What does that mean? Let's look at an example.

In [1]:
import pandas as pd

stores = pd.read_csv('stores.csv')
transactions = pd.read_csv('transactions.csv')
display(stores)
display(transactions.head(5))

Unnamed: 0,store_id,region
0,1,North
1,2,North
2,3,South
3,4,South
4,5,East
5,6,East
6,7,West
7,8,West


Unnamed: 0,transaction_id,store_id,amount,date
0,1,2,120.5,2023-04-01
1,2,4,95.75,2023-04-01
2,3,1,210.0,2023-04-01
3,4,3,180.25,2023-04-01
4,5,5,300.5,2023-04-01


## The simple approach
We can put everything into one file, but that's not ideal

In [2]:
import pandas as pd

stores = pd.read_csv('stores.csv')
transactions = pd.read_csv('transactions.csv')
combined_transactions = pd.merge(transactions, stores, on='store_id')

sales_by_region = combined_transactions.groupby('region')['amount'].sum().reset_index()
display(sales_by_region)
top_region = sales_by_region.loc[sales_by_region['amount'].idxmax()]['region']
print(f'Top region is: {top_region}')

sales_in_top_region = combined_transactions[combined_transactions['region'] == top_region]
sales_in_top_region_top_store = sales_in_top_region.groupby('store_id')['amount'].sum().reset_index()
display(sales_in_top_region_top_store)
top_store_id, top_store_amount = sales_in_top_region_top_store.loc[sales_in_top_region_top_store['amount'].idxmax()]
print(f'The top store in the top region is store number {int(top_store_id)} with {top_store_amount} sales')

Unnamed: 0,region,amount
0,East,6152.75
1,North,6032.0
2,South,6279.0
3,West,6203.0


Top region is: South


Unnamed: 0,store_id,amount
0,3,3331.0
1,4,2948.0


The top store in the top region is store number 3 with 3331.0 sales


That example had some extra code to help show the data, let's cut it down to just what's required for our ultimate answer

In [3]:
import pandas as pd

stores = pd.read_csv('stores.csv')
transactions = pd.read_csv('transactions.csv')
combined_transactions = pd.merge(transactions, stores, on='store_id')

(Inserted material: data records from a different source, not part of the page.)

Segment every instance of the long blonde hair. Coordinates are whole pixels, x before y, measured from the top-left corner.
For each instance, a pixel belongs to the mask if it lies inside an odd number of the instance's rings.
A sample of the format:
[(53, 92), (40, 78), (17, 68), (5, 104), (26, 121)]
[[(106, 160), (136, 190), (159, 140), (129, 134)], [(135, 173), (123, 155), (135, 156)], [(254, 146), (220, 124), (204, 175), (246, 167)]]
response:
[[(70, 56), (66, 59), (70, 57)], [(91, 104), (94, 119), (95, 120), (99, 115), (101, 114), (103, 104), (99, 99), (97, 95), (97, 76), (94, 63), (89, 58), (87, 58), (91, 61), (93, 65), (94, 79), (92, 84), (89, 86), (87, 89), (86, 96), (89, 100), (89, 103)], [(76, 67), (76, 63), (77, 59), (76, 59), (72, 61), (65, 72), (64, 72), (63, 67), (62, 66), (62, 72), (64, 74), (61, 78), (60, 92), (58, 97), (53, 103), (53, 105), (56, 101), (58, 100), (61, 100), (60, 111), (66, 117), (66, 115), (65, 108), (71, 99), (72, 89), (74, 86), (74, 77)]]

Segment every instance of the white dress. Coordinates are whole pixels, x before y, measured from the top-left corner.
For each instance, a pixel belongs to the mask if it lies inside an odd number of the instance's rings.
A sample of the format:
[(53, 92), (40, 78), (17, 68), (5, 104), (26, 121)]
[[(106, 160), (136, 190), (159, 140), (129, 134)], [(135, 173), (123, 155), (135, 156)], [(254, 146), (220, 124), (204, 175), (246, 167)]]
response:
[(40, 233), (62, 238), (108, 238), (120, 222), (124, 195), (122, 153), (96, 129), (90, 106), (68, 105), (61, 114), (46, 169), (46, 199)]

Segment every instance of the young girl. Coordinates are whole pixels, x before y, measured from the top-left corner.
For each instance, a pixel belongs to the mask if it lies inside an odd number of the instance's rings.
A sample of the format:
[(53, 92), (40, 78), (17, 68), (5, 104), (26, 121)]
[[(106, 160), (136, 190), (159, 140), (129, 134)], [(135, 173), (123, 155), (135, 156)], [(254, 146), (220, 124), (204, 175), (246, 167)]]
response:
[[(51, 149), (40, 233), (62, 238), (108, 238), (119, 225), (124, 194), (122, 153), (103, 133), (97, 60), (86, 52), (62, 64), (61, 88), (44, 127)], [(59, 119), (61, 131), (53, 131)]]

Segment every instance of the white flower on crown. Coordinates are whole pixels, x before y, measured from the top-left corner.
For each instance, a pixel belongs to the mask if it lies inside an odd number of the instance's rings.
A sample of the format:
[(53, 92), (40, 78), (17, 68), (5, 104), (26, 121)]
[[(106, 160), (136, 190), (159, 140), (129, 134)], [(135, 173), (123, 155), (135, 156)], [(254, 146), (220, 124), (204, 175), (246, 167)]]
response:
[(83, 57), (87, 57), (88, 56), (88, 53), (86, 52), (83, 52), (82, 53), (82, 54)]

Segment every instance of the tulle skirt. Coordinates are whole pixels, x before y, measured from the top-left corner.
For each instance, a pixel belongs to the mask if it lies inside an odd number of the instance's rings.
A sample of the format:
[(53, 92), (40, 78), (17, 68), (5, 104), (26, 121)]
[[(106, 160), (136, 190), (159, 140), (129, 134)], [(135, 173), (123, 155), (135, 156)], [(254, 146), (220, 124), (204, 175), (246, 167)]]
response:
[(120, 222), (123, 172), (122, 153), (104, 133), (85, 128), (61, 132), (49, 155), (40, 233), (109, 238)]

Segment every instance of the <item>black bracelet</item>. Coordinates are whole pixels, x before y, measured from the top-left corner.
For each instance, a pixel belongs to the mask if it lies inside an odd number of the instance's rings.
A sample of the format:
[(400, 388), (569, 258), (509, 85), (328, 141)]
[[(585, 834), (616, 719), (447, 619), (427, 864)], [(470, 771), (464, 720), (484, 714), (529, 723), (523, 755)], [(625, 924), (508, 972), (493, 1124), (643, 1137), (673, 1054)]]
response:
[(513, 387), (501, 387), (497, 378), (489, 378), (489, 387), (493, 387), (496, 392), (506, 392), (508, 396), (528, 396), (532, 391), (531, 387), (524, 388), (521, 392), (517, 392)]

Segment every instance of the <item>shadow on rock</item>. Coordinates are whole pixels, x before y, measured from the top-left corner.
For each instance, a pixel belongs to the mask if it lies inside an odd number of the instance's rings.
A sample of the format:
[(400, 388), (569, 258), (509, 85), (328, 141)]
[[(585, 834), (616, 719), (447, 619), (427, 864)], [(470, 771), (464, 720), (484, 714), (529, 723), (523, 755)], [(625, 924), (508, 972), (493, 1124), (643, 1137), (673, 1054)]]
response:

top_region = combined_transactions.groupby('region')['amount'].sum().idxmax()

sales_in_top_region_top_store = combined_transactions[combined_transactions['region'] == top_region].groupby('store_id')['amount'].sum().reset_index()
top_store_id, top_store_amount = sales_in_top_region_top_store.loc[sales_in_top_region_top_store['amount'].idxmax()]

print(f'The top store in the top region is store number {int(top_store_id)} with {top_store_amount} sales')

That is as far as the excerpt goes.